Google has published a post-mortem of an incident in February in which Google Apps went down for over two hours.

All Google App Engine applications were "degraded" from 7:48am to 10:09am PST on 24 February after a power failure at the company's main data centre, the firm said.

About 25 percent of the servers failed within five minutes owing to a delay in back-up power generation. Google's message boards started showing questions from users almost immediately.

"By this time, our primary on-call engineer had determined that App Engine is down," the report said.

"The on-call engineer, according to procedure, paged our product managers and engineering leads to handle communicating the outage to users. A few minutes later, the first post from the App Engine team about this outage is made on the external group."

There was confusion about the instructions for switching to a back-up data centre and the decision-maker for the crossover could not be found. The team then received data suggesting that the data centre was recovering and that a changeover was not neccesary.

However, the data turned out to be inaccurate and this extended the outage considerably. By the time the move to the backup servers had been made, Google Apps had been down for more than two hours.

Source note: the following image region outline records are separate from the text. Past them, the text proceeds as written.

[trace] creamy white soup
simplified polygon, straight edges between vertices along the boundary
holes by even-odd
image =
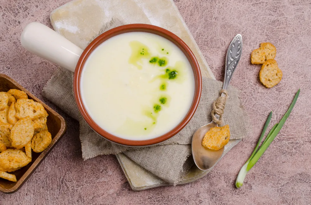
[[[112,37],[91,54],[81,74],[83,103],[94,121],[120,137],[159,137],[185,116],[193,100],[191,66],[174,44],[132,32]]]

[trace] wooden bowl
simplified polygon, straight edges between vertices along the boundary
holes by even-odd
[[[52,141],[47,148],[41,153],[32,152],[32,160],[27,166],[15,172],[9,172],[16,176],[17,181],[10,181],[0,178],[0,191],[6,193],[12,193],[21,188],[32,172],[43,161],[44,158],[53,147],[63,136],[66,131],[66,123],[64,118],[50,107],[36,98],[23,87],[16,81],[8,76],[0,74],[0,92],[7,92],[10,89],[17,89],[23,90],[28,95],[29,99],[39,102],[44,107],[49,116],[47,125],[49,131],[52,136]]]
[[[131,140],[115,136],[100,127],[87,113],[82,100],[80,88],[81,74],[83,66],[91,53],[103,42],[115,36],[133,32],[151,33],[162,36],[173,42],[183,52],[192,68],[194,76],[195,89],[192,104],[186,116],[175,128],[165,134],[144,140]],[[149,24],[129,24],[110,29],[100,35],[92,41],[83,51],[78,61],[75,71],[74,91],[78,107],[83,118],[89,125],[100,135],[109,140],[123,145],[131,146],[148,146],[161,142],[176,134],[188,124],[194,114],[201,96],[202,79],[199,63],[194,55],[186,43],[178,37],[164,28]]]

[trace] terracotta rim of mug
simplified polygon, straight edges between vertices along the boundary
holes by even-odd
[[[87,113],[82,100],[80,92],[81,74],[84,64],[91,53],[101,44],[110,38],[122,33],[133,32],[154,33],[165,38],[177,46],[184,53],[191,65],[195,83],[192,104],[187,115],[179,124],[166,134],[155,138],[144,140],[131,140],[123,139],[109,133],[100,127]],[[199,64],[194,55],[186,43],[177,36],[167,30],[155,26],[148,24],[129,24],[116,27],[102,34],[87,46],[81,55],[76,68],[73,89],[76,102],[80,112],[86,123],[99,134],[109,140],[123,145],[134,146],[147,146],[160,143],[169,139],[177,134],[188,124],[194,114],[200,101],[202,89],[202,79]]]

The report found that Google had not developed plans for a partial data centre failure, nor for determining whether the data centre was able to continue running on such a reduced server count.

The company will now hold regular drills for failure, with a wider spectrum of possible situations, and a bi-monthly audit of all operations documents.

Google claimed that a similar failure today would cause a service slowdown for a maximum of 20 minutes with the new procedures, rather than a complete outage.